No person wants to go jail or much less stay there until their criminal case is resolved. Bail is obviously a major concern for someone facing criminal charges because it will determine whether he can remain out of custody pending trial. Your criminal defense lawyer needs to be ready with a bail argument regardless of the charge but bail is sometimes the highest in drug and gun cases along with crimes of violence.

With exception to those charged with capital offense (i.e. Murder) or those facing life sentence, everyone charged with a crime entitled to bail in Pennsylvania. This right is guaranteed by the 8th Amendment to the United States Constitution as well as Article I, Section 14 of the Pennsylvania Constitution. Bail is cash or the cash equivalent used as security to ensure that a person who is released pending trial will appear at all future court proceedings and also comply with any other conditions the court may impose.
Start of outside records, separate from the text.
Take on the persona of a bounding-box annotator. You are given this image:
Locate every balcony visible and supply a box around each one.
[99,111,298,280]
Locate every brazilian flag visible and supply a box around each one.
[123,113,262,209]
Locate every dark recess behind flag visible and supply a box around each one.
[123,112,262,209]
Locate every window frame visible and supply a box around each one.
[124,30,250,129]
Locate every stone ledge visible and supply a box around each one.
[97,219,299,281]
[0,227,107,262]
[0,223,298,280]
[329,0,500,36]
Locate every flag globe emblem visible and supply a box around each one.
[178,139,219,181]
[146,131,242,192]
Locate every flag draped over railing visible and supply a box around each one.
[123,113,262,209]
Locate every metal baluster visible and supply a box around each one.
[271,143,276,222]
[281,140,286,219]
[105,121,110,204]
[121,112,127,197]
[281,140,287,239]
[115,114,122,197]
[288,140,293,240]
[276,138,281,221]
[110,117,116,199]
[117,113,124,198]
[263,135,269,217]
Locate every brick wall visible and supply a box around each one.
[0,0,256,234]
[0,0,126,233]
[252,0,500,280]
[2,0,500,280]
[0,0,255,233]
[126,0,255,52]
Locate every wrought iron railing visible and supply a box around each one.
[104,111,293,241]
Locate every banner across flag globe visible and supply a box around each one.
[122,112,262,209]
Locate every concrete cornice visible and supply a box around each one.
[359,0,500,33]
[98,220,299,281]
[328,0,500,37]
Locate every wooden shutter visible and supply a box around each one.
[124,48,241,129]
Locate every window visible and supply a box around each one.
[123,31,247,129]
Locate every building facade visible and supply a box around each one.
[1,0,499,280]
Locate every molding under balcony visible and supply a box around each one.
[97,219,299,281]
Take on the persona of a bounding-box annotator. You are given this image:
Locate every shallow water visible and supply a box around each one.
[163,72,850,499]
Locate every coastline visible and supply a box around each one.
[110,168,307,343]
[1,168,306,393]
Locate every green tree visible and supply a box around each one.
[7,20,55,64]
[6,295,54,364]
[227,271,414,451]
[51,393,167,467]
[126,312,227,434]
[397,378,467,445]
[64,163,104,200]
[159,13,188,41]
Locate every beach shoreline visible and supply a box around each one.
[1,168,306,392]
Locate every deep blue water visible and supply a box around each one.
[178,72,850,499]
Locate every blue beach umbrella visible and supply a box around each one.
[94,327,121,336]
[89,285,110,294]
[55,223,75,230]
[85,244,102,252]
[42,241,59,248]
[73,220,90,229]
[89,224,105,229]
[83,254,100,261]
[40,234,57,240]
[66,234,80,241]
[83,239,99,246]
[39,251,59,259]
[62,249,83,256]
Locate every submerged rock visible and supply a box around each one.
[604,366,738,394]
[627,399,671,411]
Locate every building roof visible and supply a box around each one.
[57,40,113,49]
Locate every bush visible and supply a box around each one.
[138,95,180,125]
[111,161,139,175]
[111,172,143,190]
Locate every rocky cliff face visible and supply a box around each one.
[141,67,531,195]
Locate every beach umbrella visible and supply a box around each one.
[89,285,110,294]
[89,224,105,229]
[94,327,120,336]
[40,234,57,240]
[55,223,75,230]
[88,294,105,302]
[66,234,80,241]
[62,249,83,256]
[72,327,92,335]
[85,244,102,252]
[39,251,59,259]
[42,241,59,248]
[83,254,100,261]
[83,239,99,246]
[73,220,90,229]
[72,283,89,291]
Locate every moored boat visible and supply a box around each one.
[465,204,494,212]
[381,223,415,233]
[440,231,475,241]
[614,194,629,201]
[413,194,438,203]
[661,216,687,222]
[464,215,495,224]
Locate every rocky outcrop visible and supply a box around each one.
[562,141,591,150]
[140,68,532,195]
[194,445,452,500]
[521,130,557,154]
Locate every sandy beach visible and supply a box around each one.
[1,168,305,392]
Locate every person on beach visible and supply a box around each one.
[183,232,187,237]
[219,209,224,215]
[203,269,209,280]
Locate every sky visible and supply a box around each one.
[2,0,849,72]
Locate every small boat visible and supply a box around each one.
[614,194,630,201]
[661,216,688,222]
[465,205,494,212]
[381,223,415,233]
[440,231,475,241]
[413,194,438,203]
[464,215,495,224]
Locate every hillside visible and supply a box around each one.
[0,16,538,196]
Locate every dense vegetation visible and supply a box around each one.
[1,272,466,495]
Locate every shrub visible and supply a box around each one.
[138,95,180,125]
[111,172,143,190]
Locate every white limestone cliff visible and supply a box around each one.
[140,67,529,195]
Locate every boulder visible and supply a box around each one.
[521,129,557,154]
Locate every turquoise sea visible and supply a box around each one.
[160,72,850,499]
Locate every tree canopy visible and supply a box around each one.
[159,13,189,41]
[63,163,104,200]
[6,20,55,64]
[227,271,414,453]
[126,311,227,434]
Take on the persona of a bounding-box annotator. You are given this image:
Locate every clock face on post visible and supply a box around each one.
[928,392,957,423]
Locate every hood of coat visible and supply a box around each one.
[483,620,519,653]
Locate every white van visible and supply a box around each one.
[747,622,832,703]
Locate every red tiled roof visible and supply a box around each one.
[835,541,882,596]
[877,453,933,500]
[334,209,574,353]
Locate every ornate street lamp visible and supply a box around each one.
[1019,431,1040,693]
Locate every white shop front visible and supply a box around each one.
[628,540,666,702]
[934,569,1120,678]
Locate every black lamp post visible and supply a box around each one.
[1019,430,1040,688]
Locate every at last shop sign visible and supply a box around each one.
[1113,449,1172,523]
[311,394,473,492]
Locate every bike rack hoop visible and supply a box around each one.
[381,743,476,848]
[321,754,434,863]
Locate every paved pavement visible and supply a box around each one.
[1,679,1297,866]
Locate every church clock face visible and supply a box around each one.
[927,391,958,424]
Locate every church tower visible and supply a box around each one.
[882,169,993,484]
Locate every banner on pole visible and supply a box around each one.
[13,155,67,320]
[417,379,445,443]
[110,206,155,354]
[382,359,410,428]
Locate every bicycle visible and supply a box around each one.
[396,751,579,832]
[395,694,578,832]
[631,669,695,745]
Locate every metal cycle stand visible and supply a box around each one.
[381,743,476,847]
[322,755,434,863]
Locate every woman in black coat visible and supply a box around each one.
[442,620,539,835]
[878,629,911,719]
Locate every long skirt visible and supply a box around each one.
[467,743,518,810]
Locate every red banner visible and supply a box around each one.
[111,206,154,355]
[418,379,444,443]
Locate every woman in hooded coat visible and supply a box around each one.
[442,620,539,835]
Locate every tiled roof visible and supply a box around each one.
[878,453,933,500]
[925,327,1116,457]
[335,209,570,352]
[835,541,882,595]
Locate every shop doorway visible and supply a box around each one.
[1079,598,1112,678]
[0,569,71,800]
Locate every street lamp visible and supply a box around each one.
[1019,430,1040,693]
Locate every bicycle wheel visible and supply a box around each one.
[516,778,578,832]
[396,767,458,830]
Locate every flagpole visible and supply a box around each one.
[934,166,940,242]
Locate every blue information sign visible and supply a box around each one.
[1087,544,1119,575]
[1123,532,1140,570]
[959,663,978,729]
Some people believe that bail is meant to punish someone but it’s not. Remember that everyone is innocent until proven guilty! The primary purpose of bail is to secure a person’s presence at trial and to protect society from an alleged dangerous individual. The Pennsylvania and the United States Constitution prohibit a state or the federal government from imposing an excessive amount of bail.

Bail is set after a person is charged with a crime and well before trial. This is the main reason why bail is so important because if, you’re unable to post bail, he or she will have to remain in jail. Prior to setting bail, the bail authority (usually a judge or bail commissioner will listen to arguments from the defense and prosecution based on the following factors:

  1. The nature of the offense and any mitigation or aggravation regarding it
  2. The defendant’s employment history and financial condition
  3. The defendant’s family relationships (i.e. children)
  4. The length and nature of the defendant’s residence in the community and past residence
  5. The defendant’s age, reputation, and mental condition
  6. The defendant’s history regarding his or her failure to appear in the past
  7. The defendant’s prior criminal history
  8. Any other factors the court may find relevant in this analysis

Your criminal defense lawyer should argue these points at your initial bail hearing and every subsequent bail petition hearing if it remains an issue.